KILT is a protocol for issuing and verifying decentralized credentials, while Litentry is a decentralized identity aggregator that enables users to link and manage their identities across multiple networks.
We both provide identity solutions including credential issuance and verification, but Litentry focuses on leveraging credentials as a base for score computing that helps service providers to find target audiences in a privacy-preserving manner. In Litentry, the storage of ID graphs and the entire identity data aggregation process will be implemented by the TEE Sidechain of the Litentry network to enhance user privacy.
Does Litentry Parachain have smart contract Pallet running?
Not yet but we are doing research towards this.
Thank you to all the individuals at Decoded for their thought-provoking questions! It was an excellent opportunity to gather valuable insights and address various topics related to Litentry.
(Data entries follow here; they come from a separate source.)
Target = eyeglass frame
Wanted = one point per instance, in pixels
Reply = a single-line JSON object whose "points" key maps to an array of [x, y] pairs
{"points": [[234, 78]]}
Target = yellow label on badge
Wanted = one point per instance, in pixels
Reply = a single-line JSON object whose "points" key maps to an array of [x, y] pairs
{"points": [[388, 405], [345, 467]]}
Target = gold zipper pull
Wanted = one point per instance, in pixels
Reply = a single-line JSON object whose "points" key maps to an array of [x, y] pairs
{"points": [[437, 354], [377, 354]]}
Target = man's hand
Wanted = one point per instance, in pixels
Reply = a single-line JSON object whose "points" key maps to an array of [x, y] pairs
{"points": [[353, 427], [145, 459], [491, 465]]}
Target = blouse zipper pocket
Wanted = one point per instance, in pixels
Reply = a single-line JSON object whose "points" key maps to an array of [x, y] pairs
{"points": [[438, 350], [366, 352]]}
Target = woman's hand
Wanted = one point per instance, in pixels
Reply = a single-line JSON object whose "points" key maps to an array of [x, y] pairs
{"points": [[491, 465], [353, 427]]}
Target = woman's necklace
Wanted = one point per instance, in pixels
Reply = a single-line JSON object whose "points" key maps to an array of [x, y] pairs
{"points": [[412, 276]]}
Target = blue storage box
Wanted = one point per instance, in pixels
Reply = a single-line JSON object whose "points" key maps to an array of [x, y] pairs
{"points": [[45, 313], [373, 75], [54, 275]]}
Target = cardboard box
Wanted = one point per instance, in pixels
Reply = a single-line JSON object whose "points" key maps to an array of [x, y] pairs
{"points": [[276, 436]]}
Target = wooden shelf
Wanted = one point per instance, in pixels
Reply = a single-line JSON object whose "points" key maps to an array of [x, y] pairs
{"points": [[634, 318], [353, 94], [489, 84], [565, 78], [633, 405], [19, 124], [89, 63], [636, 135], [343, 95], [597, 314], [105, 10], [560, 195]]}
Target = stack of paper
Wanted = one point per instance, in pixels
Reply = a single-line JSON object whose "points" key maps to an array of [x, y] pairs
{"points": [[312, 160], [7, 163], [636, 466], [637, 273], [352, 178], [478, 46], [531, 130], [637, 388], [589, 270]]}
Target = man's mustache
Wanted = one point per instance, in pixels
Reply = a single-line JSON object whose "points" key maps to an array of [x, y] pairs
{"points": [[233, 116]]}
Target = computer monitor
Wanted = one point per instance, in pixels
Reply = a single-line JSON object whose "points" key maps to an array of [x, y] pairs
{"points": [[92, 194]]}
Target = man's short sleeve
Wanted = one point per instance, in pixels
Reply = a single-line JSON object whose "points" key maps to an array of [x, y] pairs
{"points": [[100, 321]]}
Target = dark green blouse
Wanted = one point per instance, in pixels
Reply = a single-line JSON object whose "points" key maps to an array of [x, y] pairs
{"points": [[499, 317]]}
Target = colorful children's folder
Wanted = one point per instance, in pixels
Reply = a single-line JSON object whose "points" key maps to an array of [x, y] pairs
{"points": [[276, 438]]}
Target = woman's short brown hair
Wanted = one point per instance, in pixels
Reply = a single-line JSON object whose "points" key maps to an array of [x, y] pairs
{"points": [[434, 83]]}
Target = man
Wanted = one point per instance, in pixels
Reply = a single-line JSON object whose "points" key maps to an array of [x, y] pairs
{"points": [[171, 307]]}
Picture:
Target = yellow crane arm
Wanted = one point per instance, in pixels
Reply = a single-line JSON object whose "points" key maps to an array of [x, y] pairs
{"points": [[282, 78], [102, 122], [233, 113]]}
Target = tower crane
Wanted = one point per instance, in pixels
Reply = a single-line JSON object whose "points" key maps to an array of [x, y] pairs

As we continue to evolve and explore new avenues, Litentry remains committed to its vision of empowering individuals with self-sovereign and privacy-preserving identity solutions. Stay tuned for future updates and exciting advancements in the Litentry ecosystem!
About Litentry
Litentry is a privacy-preserving Identity Aggregation protocol that enables granular access to and control of data. Featuring a DID indexing protocol and a Substrate-built distributed DID validation blockchain, Litentry provides a decentralized, interoperable identity aggregation service that mitigates the difficulty of resolving agnostic DID mechanisms. Litentry provides a secure vehicle through which users manage their identities and dApps obtain real-time DID data of an identity owner across different blockchains.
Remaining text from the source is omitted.